A 6-year-old Armstrong was inspired by “Peanuts” in the summer of 1968, when Schulz integrated the strip by introducing a Black character: Franklin. Armstrong’s reaction: “I’m in this strip.” (About a quarter-century later, Schulz gave Franklin the last name of “Armstrong” in a salute to his friend and syndicated colleague — an honor the “Jump Start” creator calls “otherworldly.”)
Barbara Brandon-Croft, the trailblazing creator of the comic “Where I’m Coming From,” also responded strongly in 1968. “I was excited to see a Black character in ‘Peanuts.’ Even if Franklin’s presence was only that — a Black kid amongst the group — it absolutely made a difference,” she says. “When you grow up as an ‘other’ — which is what this country laid out for us — when you see yourself represented, it gives you a sense of belonging.”
Schulz, a World War II Army veteran, was long fascinated with aviation, and NASA and “Peanuts” have a long relationship that includes the Silver Snoopy Award, which is bestowed upon outstanding NASA contractors and employees.
In 1969, Schulz appeared in public alongside the Apollo 10 astronauts who rode in the module called “Charlie Brown.” That was also the year that a future astronaut was inspired by Snoopy and space.

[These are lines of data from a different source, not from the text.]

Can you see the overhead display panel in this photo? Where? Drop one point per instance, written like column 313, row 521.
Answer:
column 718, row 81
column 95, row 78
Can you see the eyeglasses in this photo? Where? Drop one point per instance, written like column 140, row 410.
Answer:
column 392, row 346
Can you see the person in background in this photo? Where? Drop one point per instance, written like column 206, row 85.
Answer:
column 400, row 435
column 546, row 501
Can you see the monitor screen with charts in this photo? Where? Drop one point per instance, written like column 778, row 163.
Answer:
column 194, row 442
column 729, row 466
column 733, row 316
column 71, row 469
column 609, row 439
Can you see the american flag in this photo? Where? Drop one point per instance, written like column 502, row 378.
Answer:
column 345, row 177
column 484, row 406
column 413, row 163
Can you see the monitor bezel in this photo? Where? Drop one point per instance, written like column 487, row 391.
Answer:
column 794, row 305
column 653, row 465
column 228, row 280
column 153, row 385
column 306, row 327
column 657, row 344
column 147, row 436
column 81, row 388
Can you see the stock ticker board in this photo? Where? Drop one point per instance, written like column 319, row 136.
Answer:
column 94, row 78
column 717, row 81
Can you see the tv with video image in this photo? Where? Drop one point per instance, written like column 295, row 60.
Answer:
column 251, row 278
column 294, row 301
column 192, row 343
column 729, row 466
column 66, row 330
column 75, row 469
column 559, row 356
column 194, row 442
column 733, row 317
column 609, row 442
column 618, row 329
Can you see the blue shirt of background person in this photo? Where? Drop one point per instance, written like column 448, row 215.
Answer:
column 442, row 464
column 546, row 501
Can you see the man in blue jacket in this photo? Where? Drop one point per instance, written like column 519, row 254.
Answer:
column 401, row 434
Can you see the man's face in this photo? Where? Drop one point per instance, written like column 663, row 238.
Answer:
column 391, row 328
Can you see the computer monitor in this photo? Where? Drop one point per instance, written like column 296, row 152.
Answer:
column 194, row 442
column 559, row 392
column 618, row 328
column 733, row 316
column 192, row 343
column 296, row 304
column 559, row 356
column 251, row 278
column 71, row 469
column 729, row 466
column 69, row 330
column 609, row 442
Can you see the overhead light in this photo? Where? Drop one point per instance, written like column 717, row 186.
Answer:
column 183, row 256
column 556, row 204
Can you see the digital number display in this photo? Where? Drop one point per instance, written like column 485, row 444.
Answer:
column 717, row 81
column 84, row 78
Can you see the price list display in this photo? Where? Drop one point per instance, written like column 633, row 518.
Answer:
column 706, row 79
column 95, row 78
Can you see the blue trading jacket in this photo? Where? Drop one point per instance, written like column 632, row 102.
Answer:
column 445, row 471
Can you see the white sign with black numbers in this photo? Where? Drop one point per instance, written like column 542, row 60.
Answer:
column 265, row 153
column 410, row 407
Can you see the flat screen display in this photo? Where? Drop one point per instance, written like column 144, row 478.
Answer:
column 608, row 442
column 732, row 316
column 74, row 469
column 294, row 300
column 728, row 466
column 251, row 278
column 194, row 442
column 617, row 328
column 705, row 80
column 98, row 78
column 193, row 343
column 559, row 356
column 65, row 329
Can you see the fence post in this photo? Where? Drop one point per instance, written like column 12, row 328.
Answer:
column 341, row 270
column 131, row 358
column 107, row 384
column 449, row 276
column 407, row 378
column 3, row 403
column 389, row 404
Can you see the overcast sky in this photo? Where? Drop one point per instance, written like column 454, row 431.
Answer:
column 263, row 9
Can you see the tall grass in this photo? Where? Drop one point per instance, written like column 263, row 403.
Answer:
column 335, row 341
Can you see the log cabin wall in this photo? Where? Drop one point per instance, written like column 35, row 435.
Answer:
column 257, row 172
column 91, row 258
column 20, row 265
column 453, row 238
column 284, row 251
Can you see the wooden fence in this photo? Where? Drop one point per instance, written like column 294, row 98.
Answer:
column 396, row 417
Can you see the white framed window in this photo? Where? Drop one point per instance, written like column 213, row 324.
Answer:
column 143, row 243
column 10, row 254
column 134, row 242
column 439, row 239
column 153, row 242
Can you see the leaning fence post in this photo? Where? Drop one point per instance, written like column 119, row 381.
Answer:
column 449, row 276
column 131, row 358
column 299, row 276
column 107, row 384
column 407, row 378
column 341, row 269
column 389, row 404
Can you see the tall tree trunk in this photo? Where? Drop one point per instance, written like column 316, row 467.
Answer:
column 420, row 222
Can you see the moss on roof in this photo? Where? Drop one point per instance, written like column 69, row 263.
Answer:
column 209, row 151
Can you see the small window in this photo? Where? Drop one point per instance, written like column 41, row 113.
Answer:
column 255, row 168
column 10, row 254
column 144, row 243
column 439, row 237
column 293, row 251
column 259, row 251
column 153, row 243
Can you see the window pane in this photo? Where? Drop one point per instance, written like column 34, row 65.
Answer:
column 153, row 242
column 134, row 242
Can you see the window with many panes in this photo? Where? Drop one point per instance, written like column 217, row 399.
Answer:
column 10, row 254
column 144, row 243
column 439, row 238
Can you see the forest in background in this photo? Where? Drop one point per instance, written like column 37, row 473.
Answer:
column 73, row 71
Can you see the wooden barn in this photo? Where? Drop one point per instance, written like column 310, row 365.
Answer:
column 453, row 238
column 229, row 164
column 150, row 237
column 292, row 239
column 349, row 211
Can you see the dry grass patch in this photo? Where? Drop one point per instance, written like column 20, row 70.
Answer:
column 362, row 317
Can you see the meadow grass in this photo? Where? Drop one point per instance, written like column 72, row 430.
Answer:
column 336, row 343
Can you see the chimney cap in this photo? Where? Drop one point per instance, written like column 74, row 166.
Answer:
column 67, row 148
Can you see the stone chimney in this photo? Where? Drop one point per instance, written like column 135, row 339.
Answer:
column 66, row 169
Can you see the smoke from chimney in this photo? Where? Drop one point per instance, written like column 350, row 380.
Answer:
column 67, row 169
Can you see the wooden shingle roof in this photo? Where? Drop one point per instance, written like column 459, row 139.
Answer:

“In 1969, the Mets won the World Series, [astronauts] landed on the moon and I went to see ‘A Boy Named Charlie Brown,” the new animated feature, at Radio City Music Hall, says Mike Massimino, an engineering professor and space adviser. “It all happened within a few months of each other, and it kind of set up the passions for the rest of my life.”
That year, Massimino received a stuffed Snoopy astronaut toy as a gift. In 2009, on his second NASA space mission, Massimino took that same Snoopy toy into space — a symbol of his lasting attachment to “Peanuts.”
Noting that his attempts to become an astronaut failed three times before he was accepted, Massimino says he admires Charlie Brown’s spirit of optimistic resilience. “Charlie Brown is the friend and person I wanted to be, and Snoopy is the cool astronaut I wanted to be,” Massimino says.
Adds the astronaut, “I think it’s the greatest comic strip and characters ever created.”